In her new position at EPA she’ll oversee the agency’s decisions on chemical safety—decisions that will directly affect your health as well as the financial interests of ACC’s member companies. 

A House committee once called her out for “very disturbing” attempts to undermine EPA science.

Before joining the ACC, Beck was one of a handful of White House scientists who reviewed EPA regulations for the Office of Budget and Management —a job she started under the Bush Administration in 2002. During her tenure, that office increasingly scrutinized EPA chemical safety evaluations, resulting in significant delays.   

In 2009, a report by the House Science and Technology Committee called her out by name for her efforts to rewrite and at times undermine EPA’s assessments of toxic chemicals. Specifically, the report found a Beck comment on a proposed EPA evaluation of a group of flame retardants to be “very disturbing because it represents a substantive editorial change regarding how to characterize the science.” It went on to say that her proposed changes “appear to enhance uncertainty” and that “the whole point of the exercise was to delay.”

In other words, she used her position in the executive branch to water down EPA’s conclusions about chemical safety and unduly delay finalization of risk assessments. Now she’ll be overseeing how those conclusions get drafted at the agency. 

She’s been a vocal critic of EPA’s chemical safety findings, despite her own “fundamentally flawed” approach to chemical safety.   

Beck has been described as a “powerful critic” of EPA’s Integrated Risk Information System, or IRIS program, which researches chemical toxicity. IRIS assessments have traditionally played a big role in informing the rules that EPA and state governments adopt to protect people from toxic chemicals.
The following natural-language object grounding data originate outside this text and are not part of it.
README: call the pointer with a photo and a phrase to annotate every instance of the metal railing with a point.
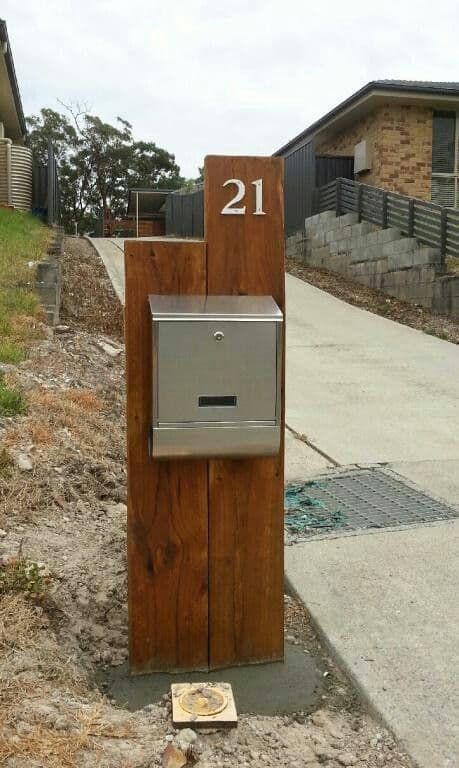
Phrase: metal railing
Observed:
(429, 223)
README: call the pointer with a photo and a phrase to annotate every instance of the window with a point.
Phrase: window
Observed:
(445, 159)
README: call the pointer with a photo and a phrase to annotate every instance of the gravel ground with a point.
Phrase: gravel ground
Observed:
(376, 301)
(63, 506)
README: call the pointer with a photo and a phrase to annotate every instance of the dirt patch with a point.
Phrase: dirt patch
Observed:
(376, 301)
(63, 508)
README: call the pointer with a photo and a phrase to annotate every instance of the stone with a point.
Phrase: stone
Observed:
(346, 758)
(185, 739)
(24, 462)
(173, 757)
(109, 349)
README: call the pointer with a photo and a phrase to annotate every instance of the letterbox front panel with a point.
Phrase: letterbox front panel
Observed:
(216, 371)
(216, 376)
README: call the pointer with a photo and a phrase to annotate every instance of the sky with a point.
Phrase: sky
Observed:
(235, 77)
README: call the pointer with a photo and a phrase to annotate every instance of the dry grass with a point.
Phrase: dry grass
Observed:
(57, 749)
(39, 432)
(379, 303)
(88, 297)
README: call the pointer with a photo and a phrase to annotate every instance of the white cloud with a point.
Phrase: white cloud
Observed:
(236, 78)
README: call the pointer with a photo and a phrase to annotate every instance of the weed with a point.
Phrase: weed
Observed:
(11, 352)
(6, 463)
(20, 575)
(12, 401)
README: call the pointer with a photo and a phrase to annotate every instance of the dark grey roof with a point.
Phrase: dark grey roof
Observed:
(12, 76)
(413, 86)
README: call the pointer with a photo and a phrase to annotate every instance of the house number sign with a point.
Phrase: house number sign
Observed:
(231, 209)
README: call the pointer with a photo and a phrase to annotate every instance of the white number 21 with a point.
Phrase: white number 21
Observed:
(230, 209)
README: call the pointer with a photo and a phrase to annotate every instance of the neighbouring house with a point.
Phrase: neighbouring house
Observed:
(400, 135)
(15, 158)
(23, 184)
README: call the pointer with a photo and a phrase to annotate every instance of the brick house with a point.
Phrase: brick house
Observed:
(400, 135)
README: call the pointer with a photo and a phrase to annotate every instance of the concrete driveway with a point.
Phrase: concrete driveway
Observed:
(362, 390)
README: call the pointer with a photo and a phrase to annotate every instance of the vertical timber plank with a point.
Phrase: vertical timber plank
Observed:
(245, 255)
(167, 500)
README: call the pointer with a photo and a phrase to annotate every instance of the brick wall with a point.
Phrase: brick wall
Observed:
(400, 137)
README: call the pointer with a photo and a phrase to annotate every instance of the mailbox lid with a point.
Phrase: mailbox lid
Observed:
(262, 308)
(201, 379)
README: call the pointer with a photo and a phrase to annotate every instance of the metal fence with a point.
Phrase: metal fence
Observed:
(185, 213)
(429, 223)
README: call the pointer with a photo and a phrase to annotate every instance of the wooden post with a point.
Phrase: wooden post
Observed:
(205, 537)
(245, 256)
(167, 501)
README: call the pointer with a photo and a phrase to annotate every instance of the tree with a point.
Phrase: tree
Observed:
(98, 162)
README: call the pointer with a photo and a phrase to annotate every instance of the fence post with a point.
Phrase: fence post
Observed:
(359, 201)
(443, 234)
(410, 218)
(338, 197)
(315, 201)
(51, 184)
(384, 211)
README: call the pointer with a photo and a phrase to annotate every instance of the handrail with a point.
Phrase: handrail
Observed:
(431, 224)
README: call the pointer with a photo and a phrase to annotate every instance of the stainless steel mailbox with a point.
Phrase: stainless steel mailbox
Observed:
(217, 364)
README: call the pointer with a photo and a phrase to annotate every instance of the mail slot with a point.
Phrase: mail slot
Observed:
(217, 363)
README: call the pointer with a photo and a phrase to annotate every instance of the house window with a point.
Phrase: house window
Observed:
(445, 159)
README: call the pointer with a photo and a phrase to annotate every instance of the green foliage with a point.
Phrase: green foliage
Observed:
(6, 463)
(12, 401)
(23, 239)
(99, 162)
(11, 352)
(23, 576)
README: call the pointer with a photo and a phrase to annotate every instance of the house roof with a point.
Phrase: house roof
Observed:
(441, 93)
(11, 112)
(150, 202)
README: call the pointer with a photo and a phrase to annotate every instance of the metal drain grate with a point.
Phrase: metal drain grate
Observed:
(357, 500)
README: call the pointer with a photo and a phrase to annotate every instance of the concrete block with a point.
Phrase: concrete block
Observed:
(388, 235)
(348, 218)
(405, 245)
(398, 261)
(429, 256)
Beck has frequently criticized the program and its conclusions, especially when they suggest the need to reduce pollution.

When Beck was a scientist in the George W. Bush administration's Office of Information and Regulatory Affairs, she helped write a controversial draft guidance that would have revamped and undermined the way EPA and other agencies evaluate chemical safety. That guidance was eventually withdrawn and significantly scaled back after the National Academy of Sciences criticized her proposed approach as “fundamentally flawed.”

In her new post, Beck will be free to ignore IRIS findings and direct her office to make chemical safety decisions based on her preferred kinds of studies and scientific methods. She could also play a role in eliminating the IRIS chemical toxicity assessments altogether—something proposed by the Trump administration in a leaked memo

This post was updated Tuesday, May 2.